Augusta, Ga (WJBF)- Looking through the lens of history, black excellence is what people of color strived for and continue to define. From the Segregation of schools to “colored water fountains”, the roadblocks set to hinder black people were instead used as a driving force. Margaret Tutt Adams knows those roadblocks all too well as she became the first African American chief probation officer in Columbia county.
Margaret Tutt Adams says “If someone can say that lady made a difference in my life. She changed my whole attitude, she encouraged me to believe in myself and I believe at that point, I will have fulfilled a purpose in God.”

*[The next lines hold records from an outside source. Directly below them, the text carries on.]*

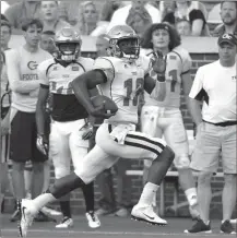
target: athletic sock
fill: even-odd
[[[142,194],[140,197],[138,204],[142,206],[152,205],[154,197],[156,195],[158,188],[159,186],[152,183],[152,182],[147,182],[143,188],[143,191],[142,191]]]

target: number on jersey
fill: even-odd
[[[141,90],[143,90],[144,80],[142,78],[137,79],[135,81],[135,93],[132,95],[133,91],[133,80],[128,79],[125,81],[125,88],[127,90],[127,96],[123,99],[123,106],[129,106],[129,102],[132,99],[132,106],[138,106],[139,95]]]
[[[171,83],[170,83],[170,92],[175,92],[175,86],[176,83],[178,82],[178,71],[177,70],[170,70],[168,72],[168,75],[171,78]]]
[[[56,94],[66,94],[66,95],[73,94],[71,82],[69,82],[67,86],[64,86],[64,85],[58,86],[57,82],[55,82],[55,81],[50,82],[50,84],[51,84],[52,93],[56,93]]]

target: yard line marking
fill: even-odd
[[[17,233],[17,229],[1,229],[3,233]],[[216,237],[220,234],[185,234],[185,233],[132,233],[132,231],[83,231],[83,230],[52,230],[52,229],[31,229],[28,230],[29,233],[43,233],[43,234],[84,234],[84,235],[117,235],[117,236],[121,236],[121,235],[130,235],[130,236],[186,236],[188,237],[190,236],[202,236],[202,237]],[[225,235],[222,235],[222,237],[225,237]],[[229,235],[228,235],[229,237]]]

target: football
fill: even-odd
[[[106,97],[104,95],[97,95],[91,98],[92,104],[94,107],[99,107],[100,105],[105,105],[105,111],[110,114],[116,114],[118,110],[118,107],[116,103],[110,99],[109,97]]]

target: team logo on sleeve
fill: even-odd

From an early age, Adams knew she was going to be an educator. Fluently reading at the age of 5, she was placed in a segregated one room school where it was the encouraging words from her mother and teacher that influenced her to become a teacher herself…It was her love, not just for teaching, but inspiring children that motivated her during her 34 years at the Juvenile Court.
Adams says If you have a desire to pout into, to encourage, to support, to lift up someone, you’re teaching. You could be working in Walmart and if that’s your calling, that’s what you want to do but still you can take the time to impart some form of wisdom and knowledge into someone.”
Adams’s work is defined not just by the title she wears, but the actions behind her role. Like starting more than two dozen court programs at the Juvenile Court to help the youth of today.
Former colleague Terry Rutledge says she was very instrumental in getting the programs started for the juvenile court and we still do use a lot of those today.”
Adams is not letting retirement slow her down. In fact, she’s still lending a hand with the programs at the Juvenile Court.
Former colleague and friend Kimberly Hunter says I’ve always had a love for children, but she enhanced that even more by helping these kids that make bad decisions continue on with their lives.
Margaret Tutt Adams wants everyone to know that whatever you do in life, be you, do you and be your best. Don’t change your personality to fit somebody else. Know that I’m valuable and am worth it. She says this is the message she imparts to the kids in the school system and will continue to impart.
In Augusta, Taylor Leverett, WJBF News Channel 6.